🤖 AI Summary
This work addresses the challenge of efficiently mapping neural network computation graphs onto spatial accelerators by proposing the first hardware-in-the-loop automated mapping framework based on evolutionary algorithms. The approach formulates mapping as a black-box optimization problem, eliminating the need for expert heuristics or in-depth hardware knowledge. Candidate mappings are evaluated in real time on the Intel Loihi 2 neuromorphic chip—a 152-core 2D mesh architecture—enabling end-to-end automated deployment. Experimental results demonstrate that, compared to default heuristic strategies, the proposed method reduces latency by up to 35% and improves energy efficiency by 40% on a single chip. Furthermore, the framework seamlessly scales to multi-chip systems, significantly enhancing both deployment efficiency and overall performance.
📝 Abstract
Spatial accelerators, composed of arrays of compute-memory integrated units, offer an attractive platform for deploying inference workloads with low latency and low energy consumption.
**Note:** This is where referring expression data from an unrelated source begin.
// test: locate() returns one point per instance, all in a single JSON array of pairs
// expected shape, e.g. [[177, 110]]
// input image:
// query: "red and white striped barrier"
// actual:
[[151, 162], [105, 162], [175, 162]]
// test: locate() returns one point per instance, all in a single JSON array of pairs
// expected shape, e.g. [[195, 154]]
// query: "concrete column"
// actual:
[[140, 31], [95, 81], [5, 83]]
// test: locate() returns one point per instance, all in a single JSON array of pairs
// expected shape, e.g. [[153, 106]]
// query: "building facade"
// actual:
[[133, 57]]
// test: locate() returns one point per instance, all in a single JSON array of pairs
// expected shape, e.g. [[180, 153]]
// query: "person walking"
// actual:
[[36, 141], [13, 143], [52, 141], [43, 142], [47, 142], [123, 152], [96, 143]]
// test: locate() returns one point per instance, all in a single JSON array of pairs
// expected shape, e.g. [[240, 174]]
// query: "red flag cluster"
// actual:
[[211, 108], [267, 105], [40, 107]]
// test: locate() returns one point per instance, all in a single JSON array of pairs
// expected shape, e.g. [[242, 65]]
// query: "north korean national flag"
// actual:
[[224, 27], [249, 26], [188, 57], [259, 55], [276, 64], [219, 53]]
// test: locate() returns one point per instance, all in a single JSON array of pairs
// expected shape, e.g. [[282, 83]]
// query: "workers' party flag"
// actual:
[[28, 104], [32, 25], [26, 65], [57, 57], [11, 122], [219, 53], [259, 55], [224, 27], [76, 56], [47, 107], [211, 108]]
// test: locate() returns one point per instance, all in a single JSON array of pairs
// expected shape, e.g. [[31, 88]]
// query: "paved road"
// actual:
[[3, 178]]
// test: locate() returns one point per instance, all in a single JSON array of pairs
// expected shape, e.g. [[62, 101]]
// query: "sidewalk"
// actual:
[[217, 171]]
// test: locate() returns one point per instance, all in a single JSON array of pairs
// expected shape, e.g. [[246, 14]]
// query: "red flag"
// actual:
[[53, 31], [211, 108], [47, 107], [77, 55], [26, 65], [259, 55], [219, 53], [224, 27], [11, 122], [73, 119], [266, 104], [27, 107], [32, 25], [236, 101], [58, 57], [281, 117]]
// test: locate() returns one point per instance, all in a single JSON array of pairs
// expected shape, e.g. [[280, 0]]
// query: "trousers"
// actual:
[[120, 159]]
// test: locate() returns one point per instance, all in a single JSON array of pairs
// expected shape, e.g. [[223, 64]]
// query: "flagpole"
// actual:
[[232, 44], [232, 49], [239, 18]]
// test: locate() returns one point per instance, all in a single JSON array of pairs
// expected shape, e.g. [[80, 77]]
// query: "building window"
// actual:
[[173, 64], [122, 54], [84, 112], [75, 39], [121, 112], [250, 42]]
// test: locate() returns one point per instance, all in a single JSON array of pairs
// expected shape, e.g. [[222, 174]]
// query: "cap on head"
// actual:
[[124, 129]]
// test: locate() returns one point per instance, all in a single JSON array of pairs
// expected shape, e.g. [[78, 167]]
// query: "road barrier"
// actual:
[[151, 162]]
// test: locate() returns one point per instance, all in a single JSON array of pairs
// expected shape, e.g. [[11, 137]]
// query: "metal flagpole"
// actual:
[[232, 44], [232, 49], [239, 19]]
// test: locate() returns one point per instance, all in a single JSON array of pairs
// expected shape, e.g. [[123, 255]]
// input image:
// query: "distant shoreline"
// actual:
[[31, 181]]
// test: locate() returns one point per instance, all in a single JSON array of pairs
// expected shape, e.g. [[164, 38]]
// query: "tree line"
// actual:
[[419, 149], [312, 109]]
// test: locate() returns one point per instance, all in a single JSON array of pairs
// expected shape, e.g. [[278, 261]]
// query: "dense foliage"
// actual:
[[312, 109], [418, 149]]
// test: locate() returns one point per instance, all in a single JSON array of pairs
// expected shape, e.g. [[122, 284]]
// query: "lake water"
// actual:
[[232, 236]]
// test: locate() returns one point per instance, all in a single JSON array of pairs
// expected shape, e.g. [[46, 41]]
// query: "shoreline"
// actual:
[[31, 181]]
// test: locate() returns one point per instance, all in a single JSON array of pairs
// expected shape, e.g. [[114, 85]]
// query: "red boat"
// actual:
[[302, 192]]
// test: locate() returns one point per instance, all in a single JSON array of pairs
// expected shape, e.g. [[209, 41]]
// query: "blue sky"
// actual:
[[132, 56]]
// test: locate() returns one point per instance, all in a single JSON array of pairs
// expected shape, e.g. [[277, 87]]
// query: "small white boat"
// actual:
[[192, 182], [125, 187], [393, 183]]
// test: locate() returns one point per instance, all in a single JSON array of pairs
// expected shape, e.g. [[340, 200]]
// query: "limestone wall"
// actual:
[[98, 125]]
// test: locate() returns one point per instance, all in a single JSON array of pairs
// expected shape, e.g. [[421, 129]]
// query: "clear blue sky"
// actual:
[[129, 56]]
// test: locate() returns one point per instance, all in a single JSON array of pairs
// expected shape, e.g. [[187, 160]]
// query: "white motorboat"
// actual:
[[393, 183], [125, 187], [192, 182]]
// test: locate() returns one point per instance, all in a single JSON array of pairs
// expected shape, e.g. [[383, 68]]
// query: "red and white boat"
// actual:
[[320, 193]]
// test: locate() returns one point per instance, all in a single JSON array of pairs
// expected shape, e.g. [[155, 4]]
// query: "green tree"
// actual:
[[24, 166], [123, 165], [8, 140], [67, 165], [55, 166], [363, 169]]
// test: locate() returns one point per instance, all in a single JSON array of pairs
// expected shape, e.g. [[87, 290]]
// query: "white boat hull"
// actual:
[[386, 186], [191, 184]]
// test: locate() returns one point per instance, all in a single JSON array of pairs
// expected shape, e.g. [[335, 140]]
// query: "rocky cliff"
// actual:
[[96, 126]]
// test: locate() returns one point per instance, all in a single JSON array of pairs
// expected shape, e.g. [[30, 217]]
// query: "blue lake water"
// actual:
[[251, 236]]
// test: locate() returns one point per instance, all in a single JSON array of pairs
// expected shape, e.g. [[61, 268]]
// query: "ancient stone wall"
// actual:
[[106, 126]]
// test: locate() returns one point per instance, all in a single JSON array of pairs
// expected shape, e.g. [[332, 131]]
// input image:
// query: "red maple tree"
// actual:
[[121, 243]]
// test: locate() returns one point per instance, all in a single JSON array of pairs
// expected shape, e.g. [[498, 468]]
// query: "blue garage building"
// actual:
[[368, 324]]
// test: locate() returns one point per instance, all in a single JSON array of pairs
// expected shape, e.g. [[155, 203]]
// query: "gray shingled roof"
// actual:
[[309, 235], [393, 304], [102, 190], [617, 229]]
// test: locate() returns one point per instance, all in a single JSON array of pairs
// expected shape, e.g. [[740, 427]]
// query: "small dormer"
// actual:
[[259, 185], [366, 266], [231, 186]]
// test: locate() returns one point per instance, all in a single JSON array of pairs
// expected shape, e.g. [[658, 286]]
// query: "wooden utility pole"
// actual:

However, fully exploiting their architectural advantages typically requires careful, expert-driven mapping of computational graphs to distributed processing elements. In this work, we automate this process by framing the mapping challenge as a black-box optimization problem. We introduce the first evolutionary, hardware-in-the-loop mapping framework for neuromorphic accelerators, enabling users without deep hardware knowledge to deploy workloads more efficiently. We evaluate our approach on Intel Loihi 2, a representative spatial accelerator featuring 152 cores per chip in a 2D mesh. Our method achieves up to 35% reduction in total latency compared to default heuristics on two sparse multi-layer perceptron networks. Furthermore, we demonstrate the scalability of our approach to multi-chip systems and observe an up to 40% improvement in energy efficiency, without explicitly optimizing for it.